Illustration: Recently my wife and I watched a film from 1989 that starred Robin Williams entitled Dead Poets Society. Williams plays an inspiring English teacher at a boys’ preparatory school. The boys are high school-aged young men, laboring to discover who they are, who they are meant to be, ravished by hormones and ambitions, etc. Anyway, Williams, their English teacher, connects with them on not just cerebral levels but he is gifted at connecting with them emotionally, spiritually, and viscerally. He is one of those teachers we sometimes receive once in a lifetime, a teacher who makes the world rich in color, the one who makes love poems not something to memorize for the exam but who makes you discover that beautiful poems are friends and lovers. Williams’ skills in pedagogy make all the difference, to use Frost’s language.

There’s a scene where Williams chooses Todd, an introverted cerebral boy, to “sound [his] “barbaric yawp over the rooftops of the world.” In other words, Todd is to shout as if he were trying to get someone’s attention in Perth, Australia but he’s standing in Toledo, Ohio. Todd’s got to dig deep, if you will, and discover that passion of which he is capable but also afraid. Eventually, however, through some difficult growing pains, Todd begins to learn the lessons his English teacher is laboring to teach him and the other pupils. It has to do with seeing what is there but having the courage to actually see it rather than run from it.

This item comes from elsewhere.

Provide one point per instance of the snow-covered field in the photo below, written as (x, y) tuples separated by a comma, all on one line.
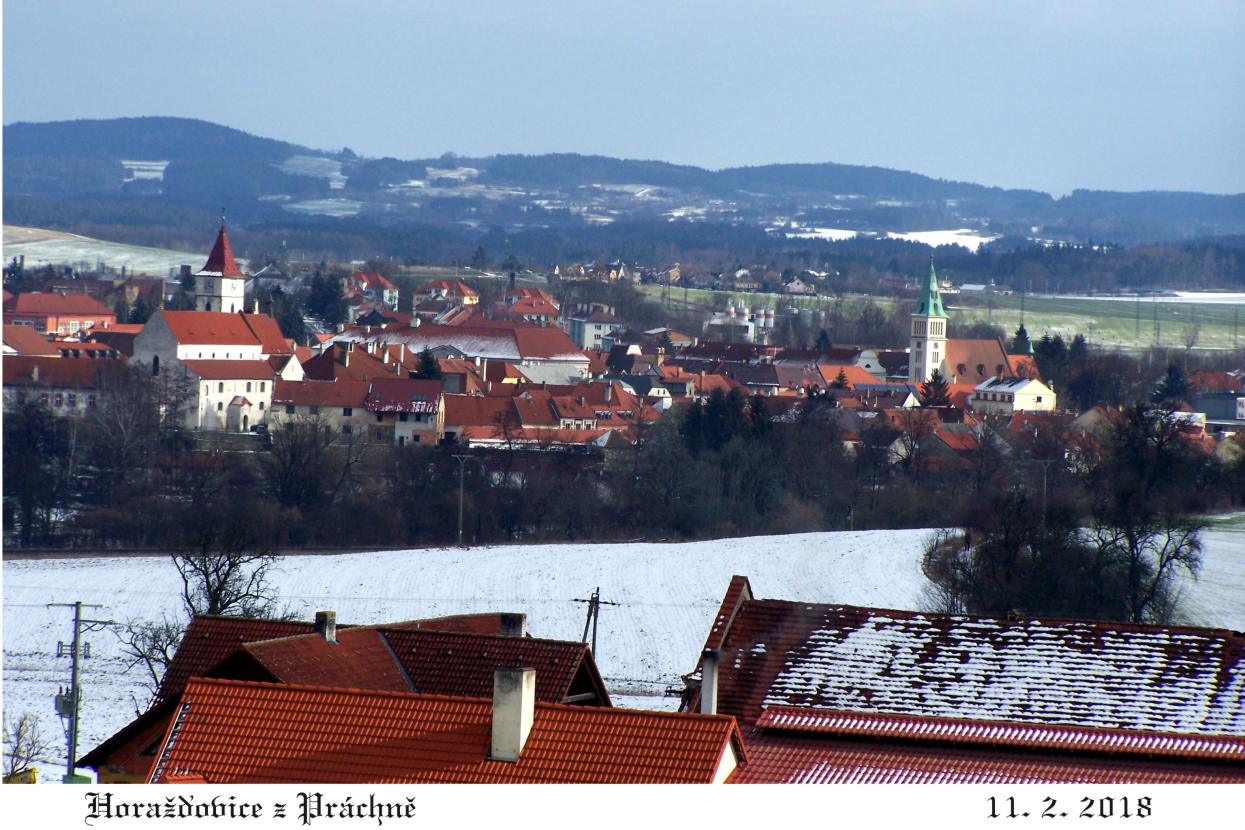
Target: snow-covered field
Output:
[(667, 595), (970, 239), (56, 248)]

What a Whitman Poem Has to Do with Today: The American poet Walt Whitman served as a nurse in America’s Civil War. Whitman was a rather colorful individual and I do not care to get into his bio here, but I do want to include a poem from him and see if you might connect what Whitman was driving at in this war poem from 159 years ago and events you see unfolding today. Here’s “Cavalry Crossing a Ford”:

A line in long array where they wind betwixt green islands,

They take a serpentine course, their arms flash in the sun—hark to the musical clank,

Behold the silvery river, in it the splashing horses loitering stop to drink,

Behold the brown-faced men, each group, each person a picture, the negligent rest on the saddles,

Some emerge on the opposite bank, others are just entering the ford—while,

Scarlet and blue and snowy white,

The guidon flags flutter gayly in the wind.

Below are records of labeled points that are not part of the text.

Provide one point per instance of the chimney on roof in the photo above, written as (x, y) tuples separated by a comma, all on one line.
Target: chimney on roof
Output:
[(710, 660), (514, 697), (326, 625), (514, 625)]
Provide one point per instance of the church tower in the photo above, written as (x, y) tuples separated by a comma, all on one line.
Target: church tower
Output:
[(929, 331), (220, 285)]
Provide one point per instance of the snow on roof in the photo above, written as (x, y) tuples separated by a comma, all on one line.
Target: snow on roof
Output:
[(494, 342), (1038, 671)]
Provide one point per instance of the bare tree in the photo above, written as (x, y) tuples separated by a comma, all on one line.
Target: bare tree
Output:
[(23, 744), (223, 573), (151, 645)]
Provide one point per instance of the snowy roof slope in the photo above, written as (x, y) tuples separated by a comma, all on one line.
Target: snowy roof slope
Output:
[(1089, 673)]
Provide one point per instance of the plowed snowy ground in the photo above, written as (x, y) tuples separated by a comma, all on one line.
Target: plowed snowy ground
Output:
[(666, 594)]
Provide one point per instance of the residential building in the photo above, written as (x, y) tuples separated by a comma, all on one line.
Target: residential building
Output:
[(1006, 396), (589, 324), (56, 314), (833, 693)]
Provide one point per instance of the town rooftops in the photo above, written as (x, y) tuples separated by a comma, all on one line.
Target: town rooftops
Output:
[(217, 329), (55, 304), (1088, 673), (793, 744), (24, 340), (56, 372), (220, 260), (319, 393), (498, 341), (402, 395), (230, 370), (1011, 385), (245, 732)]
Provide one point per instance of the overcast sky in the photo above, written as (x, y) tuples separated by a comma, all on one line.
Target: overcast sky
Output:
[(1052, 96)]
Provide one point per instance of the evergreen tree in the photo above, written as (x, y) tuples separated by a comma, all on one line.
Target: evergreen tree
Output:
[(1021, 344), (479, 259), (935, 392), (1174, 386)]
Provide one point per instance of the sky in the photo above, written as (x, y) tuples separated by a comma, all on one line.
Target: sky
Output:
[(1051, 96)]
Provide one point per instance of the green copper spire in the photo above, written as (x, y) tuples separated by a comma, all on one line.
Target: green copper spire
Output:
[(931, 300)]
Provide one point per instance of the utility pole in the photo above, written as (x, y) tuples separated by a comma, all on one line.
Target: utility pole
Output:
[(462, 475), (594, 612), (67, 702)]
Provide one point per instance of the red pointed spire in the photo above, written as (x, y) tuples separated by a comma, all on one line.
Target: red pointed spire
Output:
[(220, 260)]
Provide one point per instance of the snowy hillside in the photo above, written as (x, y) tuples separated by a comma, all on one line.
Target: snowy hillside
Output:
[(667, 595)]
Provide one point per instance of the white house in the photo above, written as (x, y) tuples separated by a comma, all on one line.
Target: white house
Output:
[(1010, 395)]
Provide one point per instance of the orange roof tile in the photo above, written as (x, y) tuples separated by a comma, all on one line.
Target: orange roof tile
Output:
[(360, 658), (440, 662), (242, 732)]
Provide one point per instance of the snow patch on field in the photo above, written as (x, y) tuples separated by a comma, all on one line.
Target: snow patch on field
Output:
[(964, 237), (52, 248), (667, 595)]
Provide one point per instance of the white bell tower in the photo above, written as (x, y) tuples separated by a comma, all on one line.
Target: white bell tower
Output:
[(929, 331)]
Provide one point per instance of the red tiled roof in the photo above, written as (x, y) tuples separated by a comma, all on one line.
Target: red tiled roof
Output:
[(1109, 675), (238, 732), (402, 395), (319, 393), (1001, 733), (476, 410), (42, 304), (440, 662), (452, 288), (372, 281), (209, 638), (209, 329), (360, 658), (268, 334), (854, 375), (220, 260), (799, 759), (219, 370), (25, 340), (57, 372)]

The images are straightforward enough. Cavalry troops are crossing a water barrier, a ford. Their course is “serpentine’’—a rather interesting word choice, is it not? We behold horses, men with tanned skin, and we see flags (guidons) fluttering. It’s a scene that freezes motion via precise language.

Questions: Is it possible that we’re once again amidst a cold Civil War in America and the West? Is it possible that tribalism is rearing its head? Is it possible that theological and philosophical sides have their guidons out front (hint: the symbolism of flags/heraldry is not to be underestimated), and that they’re demanding allegiance? Is it possible that sides are mounting like cavalry, maybe not in the form of horses, but in the form of legislation and force? You see, folks, if you have been blessed with a teacher who can help open your eyes to see what’s before you, you will be moved. It will change you, hopefully for the better, hopefully to choose the right and good ways, rather than the ways that lead to death (Proverbs 8:36).